Aashish Manglik thinks of himself as an unconventional thinker. It’s an identity shaped by growing up as an Indian immigrant in the Midwestern United States, where he often felt he would never quite fit in as an “American,” even after becoming a naturalized citizen.

“I think this instilled in me a desire to be the person who ‘thought differently’ in any group,” Manglik reflects. “This nonconformist thinking has helped me pick areas of science that are unique from what others are working on, or choose approaches that others may not take on.”

That outsider perspective has served him well over the years. As a physician-scientist at the University of California, San Francisco, Manglik’s work has reshaped how scientists understand cellular communication, uncovering hidden complexity in the molecular switches that control everything from the heartbeat to pain perception. Specifically, Manglik’s research focuses on how cells sense and respond to the world. 

“Just like we use our eyes and nose to see and smell, the cells inside us have their own ways of detecting what’s happening, like knowing when adrenaline is pumping during a stressful moment, or when blood sugar rises after a meal,” he explains. “These signals are how cells ‘talk’ to each other.”

Revealing Nuances

The key players in this interaction are G protein–coupled receptors (GPCRs), which are molecular sensors embedded in cell membranes. For decades, scientists viewed these receptors as simple on-off switches. But Manglik’s work revealed something far more nuanced.

These GPCRs exist in a rich landscape of conformations linked to distinct outcomes. Rather than binary switches, these receptors are sophisticated instruments that produce different signals depending on their precise molecular shape.

“This recognition of conformational flexibility not only explains the complexity of GPCR signaling but also opens the door to a new generation of medicines designed for exact cellular communication,” Manglik says. 
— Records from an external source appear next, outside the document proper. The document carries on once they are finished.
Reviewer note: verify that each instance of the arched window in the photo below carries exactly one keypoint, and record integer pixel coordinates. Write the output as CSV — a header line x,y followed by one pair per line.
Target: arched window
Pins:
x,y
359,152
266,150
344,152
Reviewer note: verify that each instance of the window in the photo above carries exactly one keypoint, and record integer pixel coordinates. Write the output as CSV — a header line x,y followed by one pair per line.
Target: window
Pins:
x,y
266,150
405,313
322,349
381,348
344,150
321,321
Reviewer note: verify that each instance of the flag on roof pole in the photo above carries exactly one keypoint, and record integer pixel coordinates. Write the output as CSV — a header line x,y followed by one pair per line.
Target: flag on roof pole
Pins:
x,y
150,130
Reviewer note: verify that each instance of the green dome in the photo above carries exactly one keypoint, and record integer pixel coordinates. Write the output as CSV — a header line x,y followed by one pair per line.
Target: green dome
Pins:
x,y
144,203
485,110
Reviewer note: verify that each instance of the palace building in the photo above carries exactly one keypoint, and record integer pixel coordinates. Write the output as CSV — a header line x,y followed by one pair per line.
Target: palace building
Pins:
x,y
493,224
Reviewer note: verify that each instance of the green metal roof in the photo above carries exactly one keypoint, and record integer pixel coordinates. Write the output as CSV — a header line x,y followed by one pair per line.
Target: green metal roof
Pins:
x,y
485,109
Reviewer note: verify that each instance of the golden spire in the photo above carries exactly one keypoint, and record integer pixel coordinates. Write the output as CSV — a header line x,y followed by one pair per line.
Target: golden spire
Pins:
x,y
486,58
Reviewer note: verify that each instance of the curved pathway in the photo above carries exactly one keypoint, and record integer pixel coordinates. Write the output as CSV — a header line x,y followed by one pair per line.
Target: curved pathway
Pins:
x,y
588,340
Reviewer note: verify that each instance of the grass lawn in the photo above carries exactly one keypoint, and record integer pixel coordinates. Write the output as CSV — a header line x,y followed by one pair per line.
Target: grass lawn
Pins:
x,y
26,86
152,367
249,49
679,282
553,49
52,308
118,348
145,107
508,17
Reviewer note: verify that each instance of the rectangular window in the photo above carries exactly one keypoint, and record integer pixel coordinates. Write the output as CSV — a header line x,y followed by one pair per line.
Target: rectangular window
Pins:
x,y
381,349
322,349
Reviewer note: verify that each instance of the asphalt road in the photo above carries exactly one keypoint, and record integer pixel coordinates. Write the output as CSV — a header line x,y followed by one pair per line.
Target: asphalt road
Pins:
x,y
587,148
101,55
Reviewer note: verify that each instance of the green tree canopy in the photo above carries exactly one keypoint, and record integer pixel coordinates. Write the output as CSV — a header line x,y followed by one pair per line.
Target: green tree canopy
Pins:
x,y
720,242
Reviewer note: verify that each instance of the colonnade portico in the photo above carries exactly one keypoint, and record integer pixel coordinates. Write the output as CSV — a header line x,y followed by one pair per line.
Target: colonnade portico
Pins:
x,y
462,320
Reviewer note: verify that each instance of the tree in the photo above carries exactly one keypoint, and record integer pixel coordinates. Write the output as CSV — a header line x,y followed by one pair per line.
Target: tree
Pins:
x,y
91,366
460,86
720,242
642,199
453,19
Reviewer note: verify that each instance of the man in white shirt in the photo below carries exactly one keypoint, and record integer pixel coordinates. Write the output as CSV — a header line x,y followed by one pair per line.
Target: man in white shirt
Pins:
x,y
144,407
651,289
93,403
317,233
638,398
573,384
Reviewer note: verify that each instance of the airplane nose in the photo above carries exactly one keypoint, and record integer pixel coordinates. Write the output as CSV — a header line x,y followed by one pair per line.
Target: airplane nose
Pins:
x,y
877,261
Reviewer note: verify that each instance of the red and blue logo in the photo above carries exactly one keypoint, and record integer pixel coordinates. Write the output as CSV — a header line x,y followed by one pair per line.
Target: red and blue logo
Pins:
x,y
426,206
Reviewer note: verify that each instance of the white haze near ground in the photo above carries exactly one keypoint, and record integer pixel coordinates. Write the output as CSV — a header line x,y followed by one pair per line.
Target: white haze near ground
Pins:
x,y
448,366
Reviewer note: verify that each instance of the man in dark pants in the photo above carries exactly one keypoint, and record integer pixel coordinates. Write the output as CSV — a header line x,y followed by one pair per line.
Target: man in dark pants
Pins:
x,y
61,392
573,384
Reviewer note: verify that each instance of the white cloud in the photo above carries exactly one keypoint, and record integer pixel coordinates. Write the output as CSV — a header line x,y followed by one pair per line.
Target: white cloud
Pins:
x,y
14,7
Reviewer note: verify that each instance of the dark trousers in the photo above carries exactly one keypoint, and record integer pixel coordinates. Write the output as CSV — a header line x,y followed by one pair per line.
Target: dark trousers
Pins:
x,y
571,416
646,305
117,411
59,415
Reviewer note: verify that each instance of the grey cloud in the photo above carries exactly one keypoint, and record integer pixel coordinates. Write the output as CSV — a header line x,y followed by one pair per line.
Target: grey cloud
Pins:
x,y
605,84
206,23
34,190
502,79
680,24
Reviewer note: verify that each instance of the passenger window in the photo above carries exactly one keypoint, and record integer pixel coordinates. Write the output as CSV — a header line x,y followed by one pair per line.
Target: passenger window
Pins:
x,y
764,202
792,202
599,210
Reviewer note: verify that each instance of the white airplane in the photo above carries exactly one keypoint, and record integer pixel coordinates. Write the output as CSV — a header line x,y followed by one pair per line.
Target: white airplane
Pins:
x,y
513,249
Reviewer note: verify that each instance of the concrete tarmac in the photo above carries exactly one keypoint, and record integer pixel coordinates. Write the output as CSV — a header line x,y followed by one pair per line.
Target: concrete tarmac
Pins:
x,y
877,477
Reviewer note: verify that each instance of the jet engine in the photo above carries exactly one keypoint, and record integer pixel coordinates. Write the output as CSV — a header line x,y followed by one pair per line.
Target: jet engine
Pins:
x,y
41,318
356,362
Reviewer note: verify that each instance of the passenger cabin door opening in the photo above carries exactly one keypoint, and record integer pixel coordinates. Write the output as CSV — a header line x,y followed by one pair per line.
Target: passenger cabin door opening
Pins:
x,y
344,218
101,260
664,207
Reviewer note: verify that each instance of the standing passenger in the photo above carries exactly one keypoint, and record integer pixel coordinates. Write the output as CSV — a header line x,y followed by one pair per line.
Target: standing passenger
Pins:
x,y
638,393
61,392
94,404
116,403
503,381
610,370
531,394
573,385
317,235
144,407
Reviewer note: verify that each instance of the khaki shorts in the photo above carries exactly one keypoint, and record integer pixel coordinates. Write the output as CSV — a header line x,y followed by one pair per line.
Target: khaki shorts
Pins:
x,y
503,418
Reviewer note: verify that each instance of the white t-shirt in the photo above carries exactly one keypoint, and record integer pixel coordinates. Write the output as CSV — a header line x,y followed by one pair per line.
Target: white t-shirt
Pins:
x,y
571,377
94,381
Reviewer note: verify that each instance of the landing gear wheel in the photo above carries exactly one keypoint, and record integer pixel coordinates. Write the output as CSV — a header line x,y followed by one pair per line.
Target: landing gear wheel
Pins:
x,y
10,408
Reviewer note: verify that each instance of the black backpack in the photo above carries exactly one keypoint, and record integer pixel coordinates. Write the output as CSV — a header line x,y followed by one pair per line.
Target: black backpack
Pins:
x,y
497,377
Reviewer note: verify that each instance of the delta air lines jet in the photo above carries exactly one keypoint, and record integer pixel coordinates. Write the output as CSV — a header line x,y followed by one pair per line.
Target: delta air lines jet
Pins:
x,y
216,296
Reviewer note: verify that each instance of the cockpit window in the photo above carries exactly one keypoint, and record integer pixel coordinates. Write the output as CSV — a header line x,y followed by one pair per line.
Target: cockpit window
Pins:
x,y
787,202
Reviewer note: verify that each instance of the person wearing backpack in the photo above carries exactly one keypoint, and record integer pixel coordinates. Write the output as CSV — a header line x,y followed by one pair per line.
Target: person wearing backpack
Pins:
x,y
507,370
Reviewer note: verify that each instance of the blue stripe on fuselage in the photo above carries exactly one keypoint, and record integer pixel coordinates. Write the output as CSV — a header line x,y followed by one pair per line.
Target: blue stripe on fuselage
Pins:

The implications of these results span medical fields. Unlocking the conformational complexity of GPCRs allows researchers to create molecules that produce specific therapeutic effects, while potentially avoiding unwanted side effects.

“I enjoy learning about completely new areas of biology and medicine, the technological advances in diverse fields, and how to combine these with the research that we do in my lab,” Manglik says. “This creative playfulness to science keeps me motivated.”

Manglik has translated his discoveries into practical applications, founding two biotechnology companies: Stipple Bio and Epiodyne, which develop new therapeutics based on Manglik’s findings.

Immigrants Cross Borders in Life and Science 

The recognition that comes with the Vilcek Prize for Creative Promise holds particular meaning for him as an immigrant. “It affirms the choice to leave one home in search of possibility in another,” he says. “To be recognized alongside such extraordinary past recipients is an honor, and the real credit goes to my amazing trainees whose talent makes our discoveries possible and science worth doing.”

His career demonstrates that different viewpoints are invaluable. By refusing to accept conventional wisdom, Manglik has uncovered fundamental principles of how our cells react to the world, paving the way for new methods to treat disease.

His advice to young immigrant scientists reflects this perspective: “As immigrants, you’ve already crossed borders others wouldn’t. Do the same in science. Don’t settle for the mapped continents of knowledge; strike out for the undiscovered ones.”